There have, of course, been some innovations in his comic. “The kids” had both Mama and Papa at the start, but Papa got dull and had to be dropped. Conversely the Captain, introduced as an incidental character, caught on and stayed.
Once Cartoonist Dirks tried to make a 90-degree turn in the page. The wide popularity of R. F. Outcault’s “Buster Brown” strip in the old New York Herald, dealing with a nicely dressed little boy, led Mr. Dirks’ Journal editor to suggest “prettying up” the kids. So, dropping the rough stuff (a bull throwing a kid over the fence was normal for the strip), Mr. Dirks did “one page showing two nice little boys and a nice little mother. It was terrible. Not funny at all. I had to get rough again.”
He still, apparently, feels a little resentment toward the late “Buster Brown” strip. The character, he says, actually did worse things than his own kids did. “Buster Brown was a little low life but dressed well,” says Mr. Dirks.
Through the years, however, the rough-and-ready of Mr. Dirks’ strip has become more reasoned. “The kids have to deserve something they get,” says Mr. Dirks. “Otherwise the reader is liable to feel sorry for them.
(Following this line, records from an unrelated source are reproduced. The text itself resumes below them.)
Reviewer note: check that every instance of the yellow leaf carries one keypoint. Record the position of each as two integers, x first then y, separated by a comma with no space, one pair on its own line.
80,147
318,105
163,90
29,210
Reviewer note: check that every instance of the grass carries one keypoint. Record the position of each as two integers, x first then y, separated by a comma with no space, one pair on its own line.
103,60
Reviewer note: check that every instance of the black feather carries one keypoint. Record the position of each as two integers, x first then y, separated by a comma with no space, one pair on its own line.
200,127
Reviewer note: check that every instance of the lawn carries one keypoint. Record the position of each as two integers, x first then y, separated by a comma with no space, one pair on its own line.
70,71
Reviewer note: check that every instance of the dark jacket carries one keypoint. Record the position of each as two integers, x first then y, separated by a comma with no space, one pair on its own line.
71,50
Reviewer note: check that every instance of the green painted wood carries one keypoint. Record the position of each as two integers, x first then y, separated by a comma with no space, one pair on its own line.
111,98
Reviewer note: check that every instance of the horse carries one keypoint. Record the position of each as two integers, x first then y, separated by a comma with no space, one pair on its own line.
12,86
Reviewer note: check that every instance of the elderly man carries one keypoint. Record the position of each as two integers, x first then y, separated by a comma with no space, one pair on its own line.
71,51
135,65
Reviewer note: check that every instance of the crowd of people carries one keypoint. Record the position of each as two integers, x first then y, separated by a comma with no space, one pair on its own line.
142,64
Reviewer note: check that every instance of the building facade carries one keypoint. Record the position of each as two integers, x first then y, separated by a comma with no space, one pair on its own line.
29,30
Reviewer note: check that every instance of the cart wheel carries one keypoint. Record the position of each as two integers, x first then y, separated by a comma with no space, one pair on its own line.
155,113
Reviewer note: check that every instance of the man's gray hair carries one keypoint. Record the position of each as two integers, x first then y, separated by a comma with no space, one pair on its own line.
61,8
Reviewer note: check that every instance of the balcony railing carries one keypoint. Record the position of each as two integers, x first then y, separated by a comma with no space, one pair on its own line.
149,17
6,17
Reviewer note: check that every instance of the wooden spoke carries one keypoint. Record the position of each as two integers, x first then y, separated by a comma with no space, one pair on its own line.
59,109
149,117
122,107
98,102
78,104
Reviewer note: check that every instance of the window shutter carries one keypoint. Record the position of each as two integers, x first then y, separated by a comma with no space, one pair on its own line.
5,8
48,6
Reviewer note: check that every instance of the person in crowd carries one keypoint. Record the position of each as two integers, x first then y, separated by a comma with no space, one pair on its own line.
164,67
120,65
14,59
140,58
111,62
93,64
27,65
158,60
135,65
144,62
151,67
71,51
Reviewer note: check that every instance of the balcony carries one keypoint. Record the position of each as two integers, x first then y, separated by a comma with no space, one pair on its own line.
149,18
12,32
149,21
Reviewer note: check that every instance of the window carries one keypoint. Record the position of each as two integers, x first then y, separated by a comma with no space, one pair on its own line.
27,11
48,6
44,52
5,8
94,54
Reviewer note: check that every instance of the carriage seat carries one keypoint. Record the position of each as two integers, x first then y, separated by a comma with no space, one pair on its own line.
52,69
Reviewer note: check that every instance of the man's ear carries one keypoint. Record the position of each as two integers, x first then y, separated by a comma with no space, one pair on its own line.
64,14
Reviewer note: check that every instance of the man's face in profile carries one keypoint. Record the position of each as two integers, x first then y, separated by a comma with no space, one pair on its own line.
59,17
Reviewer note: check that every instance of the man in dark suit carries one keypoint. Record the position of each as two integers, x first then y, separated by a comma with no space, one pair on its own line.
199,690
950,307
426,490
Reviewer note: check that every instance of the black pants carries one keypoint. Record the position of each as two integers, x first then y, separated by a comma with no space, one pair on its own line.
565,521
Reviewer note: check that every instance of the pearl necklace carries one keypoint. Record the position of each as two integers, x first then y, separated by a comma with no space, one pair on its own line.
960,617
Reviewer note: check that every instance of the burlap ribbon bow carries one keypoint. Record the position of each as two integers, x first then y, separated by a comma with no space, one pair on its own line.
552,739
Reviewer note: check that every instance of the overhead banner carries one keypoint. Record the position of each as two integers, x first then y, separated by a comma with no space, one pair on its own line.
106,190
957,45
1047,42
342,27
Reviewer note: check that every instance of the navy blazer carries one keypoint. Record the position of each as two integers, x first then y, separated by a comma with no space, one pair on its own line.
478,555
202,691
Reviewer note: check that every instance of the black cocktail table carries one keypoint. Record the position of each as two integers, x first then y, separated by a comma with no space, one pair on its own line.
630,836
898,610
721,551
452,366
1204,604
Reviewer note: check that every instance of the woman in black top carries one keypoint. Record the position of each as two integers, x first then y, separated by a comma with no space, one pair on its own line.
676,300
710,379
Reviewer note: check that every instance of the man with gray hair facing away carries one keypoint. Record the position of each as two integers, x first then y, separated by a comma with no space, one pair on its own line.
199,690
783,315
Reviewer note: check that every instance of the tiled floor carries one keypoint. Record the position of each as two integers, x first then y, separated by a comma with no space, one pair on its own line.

And that would spoil the humor. Justice is the thing.”
The dialogue comes naturally to Mr. Dirks. Born in Holstein, Germany, and coming to this country early, he “was raised in a family that talked just about that way.”
And personally, he hardly ever feels sorry for the kids. “If you can think of anything new to paddle them with, let me know,” he says.
His son, through wide commercial art experience, has gained a flexible style that equips him to keep “the kids” as they are. “People like the strip for what it is and has been,” he says. “You can bring in something new only within the limit of the established characters and framework.”
He points out that the strip is “timeless in time.” The characters look about the same way they did at the start. And timely topics are hardly ever used. “The kids have simply been shooting firecrackers for 50 years,” says John. He adds that the strip is actually “spaceless in space” too. The setting is generally the imaginary Squee-jee Islands.
They Don’t Know Him
After graduating from Yale, John started making the rounds of magazines and sold his first cartoon to Collier’s. “It was bought strictly on gags. The name hasn’t helped much. In fact, frequently the people who buy my stuff don’t know who I am.” He says his “father made quite an effort to give us (he has a sister) an interest in oil painting.” But despite considerable study, John always preferred humorous drawings.
After working up from private to captain in the Army Engineers during the war, he resumed his freelance work. About 1947, he became his father’s assistant. His work consisting mainly of comic books. But now the younger Dirks presents rough layouts of pages—one a week. “Some are acceptable, some are not,” says young Dirks. His father always does his own meticulous inking.
“I’ve got to admit he’s an expert,” says John Dirks of Rudolph Dirks. “But he doesn’t do much talking. I could be the elevator boy. If my layout’s no good, he says so, and is very much to the point about it. He’s not the ‘Well, son’ type who puts his arm around you and lets you down easy.”
But the elder Dirks has respect for his son’s work. “I think he’s going to be a better comic strip man than me because he’s a better golfer,” says Rudolph Dirks, succinctly.